I played the "cup bearer" on this one and Grace must've liked what she saw because she's pledging to get hers cut there next week...

...at 30 Yuan (roughly $4.90) for a shampoo and cut it's hard to complain.

Thursday, September 6, 2012

Spanish Class in China!

Beth allowed me to field questions from her second-year Spanish students in this afternoon's class...






Terrific group of 32 Spanish majors! There are like-sized groups of students majoring in Russian, Arabic, French, German, Japanese and Korean

BeiDaiHe

Made it! the 180-mile trip to the coast took roughly 8 hours and involved a bike ride, 4 subways, two buses and 110 miles on the D-train (fast). The coastal resort town of BeiDaiHe is beautiful... a little like being back in Jax!
Primary among the purposes of this trip is the opportunity to observe a few classes... the group pictured is the girls'-side of one of Beth Bergstrom's Oral English classes at Hebei Vocational School of Foreign Languages...

Beth is the only ELIC team member currently teaching Spanish in China... tomorrow we get to observe one of those classes!




Monday, September 3, 2012

Flexible Plans

One of the things on our to-do list is a trip out to Qinhuangdao to see the only Spanish program currently up-and-running...
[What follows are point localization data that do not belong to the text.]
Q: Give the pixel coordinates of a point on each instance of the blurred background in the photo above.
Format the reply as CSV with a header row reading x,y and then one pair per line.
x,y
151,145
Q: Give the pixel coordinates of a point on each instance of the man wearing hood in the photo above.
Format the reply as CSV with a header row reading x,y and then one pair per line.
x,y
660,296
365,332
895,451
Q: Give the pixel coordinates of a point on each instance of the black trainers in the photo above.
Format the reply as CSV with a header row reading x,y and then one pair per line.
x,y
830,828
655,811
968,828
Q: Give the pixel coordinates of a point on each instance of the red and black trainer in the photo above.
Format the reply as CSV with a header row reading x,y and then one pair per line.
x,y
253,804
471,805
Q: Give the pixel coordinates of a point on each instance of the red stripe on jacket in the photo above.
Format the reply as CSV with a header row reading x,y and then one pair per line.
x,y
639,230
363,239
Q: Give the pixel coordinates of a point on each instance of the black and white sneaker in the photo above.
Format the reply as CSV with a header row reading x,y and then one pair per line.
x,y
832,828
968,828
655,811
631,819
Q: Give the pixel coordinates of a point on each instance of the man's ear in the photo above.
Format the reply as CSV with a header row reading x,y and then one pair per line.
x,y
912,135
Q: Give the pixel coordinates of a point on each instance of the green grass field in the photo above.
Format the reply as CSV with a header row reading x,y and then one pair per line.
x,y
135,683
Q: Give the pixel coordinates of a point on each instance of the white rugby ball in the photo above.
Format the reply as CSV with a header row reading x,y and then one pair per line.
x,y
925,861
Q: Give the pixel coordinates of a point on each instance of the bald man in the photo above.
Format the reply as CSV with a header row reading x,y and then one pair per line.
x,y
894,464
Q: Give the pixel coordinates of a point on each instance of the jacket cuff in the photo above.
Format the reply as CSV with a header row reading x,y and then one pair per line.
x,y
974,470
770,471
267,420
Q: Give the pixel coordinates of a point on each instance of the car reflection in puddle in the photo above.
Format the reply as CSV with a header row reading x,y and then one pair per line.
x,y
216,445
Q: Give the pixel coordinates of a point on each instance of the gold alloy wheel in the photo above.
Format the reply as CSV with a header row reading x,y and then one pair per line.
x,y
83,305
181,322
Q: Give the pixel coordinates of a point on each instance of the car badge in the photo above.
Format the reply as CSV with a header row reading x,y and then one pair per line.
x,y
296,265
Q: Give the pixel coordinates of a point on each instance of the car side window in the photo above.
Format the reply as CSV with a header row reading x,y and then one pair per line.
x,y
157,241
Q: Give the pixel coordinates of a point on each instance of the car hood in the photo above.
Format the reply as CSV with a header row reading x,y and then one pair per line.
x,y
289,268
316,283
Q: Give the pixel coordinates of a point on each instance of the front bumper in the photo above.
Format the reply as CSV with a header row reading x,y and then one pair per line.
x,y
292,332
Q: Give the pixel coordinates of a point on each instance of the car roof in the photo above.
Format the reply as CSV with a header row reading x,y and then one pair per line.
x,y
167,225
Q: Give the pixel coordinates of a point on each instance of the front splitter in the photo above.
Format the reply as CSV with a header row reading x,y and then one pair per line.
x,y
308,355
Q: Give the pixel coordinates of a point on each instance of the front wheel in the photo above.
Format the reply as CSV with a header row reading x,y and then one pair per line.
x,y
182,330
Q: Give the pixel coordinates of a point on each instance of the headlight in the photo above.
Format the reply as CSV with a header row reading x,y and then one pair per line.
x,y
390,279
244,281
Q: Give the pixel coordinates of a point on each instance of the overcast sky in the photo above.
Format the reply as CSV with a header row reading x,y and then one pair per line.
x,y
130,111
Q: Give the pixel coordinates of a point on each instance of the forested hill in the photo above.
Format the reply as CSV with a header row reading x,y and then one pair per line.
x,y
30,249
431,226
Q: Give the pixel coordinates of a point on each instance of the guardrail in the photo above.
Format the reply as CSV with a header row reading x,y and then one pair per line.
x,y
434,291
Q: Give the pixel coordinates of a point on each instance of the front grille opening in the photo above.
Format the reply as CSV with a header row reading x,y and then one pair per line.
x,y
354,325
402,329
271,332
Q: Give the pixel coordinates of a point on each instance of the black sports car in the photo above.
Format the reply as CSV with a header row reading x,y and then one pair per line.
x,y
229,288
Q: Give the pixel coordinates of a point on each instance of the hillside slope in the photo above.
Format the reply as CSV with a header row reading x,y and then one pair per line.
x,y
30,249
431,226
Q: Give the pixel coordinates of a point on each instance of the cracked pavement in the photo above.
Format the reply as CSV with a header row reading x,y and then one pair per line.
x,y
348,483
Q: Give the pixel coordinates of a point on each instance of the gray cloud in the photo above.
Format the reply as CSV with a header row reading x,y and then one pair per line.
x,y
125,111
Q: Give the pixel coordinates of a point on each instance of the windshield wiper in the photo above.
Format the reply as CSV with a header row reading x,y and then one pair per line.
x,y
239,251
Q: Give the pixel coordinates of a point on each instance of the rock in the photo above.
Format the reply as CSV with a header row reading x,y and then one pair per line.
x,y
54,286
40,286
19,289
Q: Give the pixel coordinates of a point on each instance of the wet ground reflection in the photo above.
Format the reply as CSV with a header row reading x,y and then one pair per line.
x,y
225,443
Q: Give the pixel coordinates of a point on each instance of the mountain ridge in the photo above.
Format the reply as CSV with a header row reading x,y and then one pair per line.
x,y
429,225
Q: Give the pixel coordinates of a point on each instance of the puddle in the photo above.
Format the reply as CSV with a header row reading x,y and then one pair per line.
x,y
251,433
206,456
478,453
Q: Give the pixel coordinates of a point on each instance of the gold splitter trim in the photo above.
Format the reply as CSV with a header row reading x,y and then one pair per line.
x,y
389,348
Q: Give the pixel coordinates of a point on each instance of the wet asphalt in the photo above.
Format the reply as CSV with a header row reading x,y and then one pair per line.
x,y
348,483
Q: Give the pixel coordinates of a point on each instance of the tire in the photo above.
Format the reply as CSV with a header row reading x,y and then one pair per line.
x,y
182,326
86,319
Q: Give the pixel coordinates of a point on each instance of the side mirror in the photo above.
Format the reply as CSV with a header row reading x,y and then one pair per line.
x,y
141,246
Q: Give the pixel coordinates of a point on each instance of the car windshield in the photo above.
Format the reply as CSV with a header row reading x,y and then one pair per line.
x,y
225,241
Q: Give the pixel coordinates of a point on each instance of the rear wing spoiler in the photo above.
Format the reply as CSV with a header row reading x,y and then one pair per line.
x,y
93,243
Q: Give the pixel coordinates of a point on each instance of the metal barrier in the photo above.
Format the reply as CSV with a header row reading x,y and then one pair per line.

When told last night that fixing our "plumbing issues" would require shutting down our restroom for four days, we began looking into the possibility of making the train trip out east an immediate reality... things are falling into place; we hope to pull off the multiple train and bus transfers to arrive at our destination around 5:00 this afternoon... Should be fun!

Sunday, September 2, 2012

Beijing Institute of Technology

It has been entirely too long since my last entry... much has happened, and we are still trying to get settled into our new home base, thankful for the fact that we don't actually begin teaching until the 24th... Freshmen and Sophomores at BIT are required to do three weeks of military training at the beginning of each school year... they are shown here drilling Sunday evening of week one!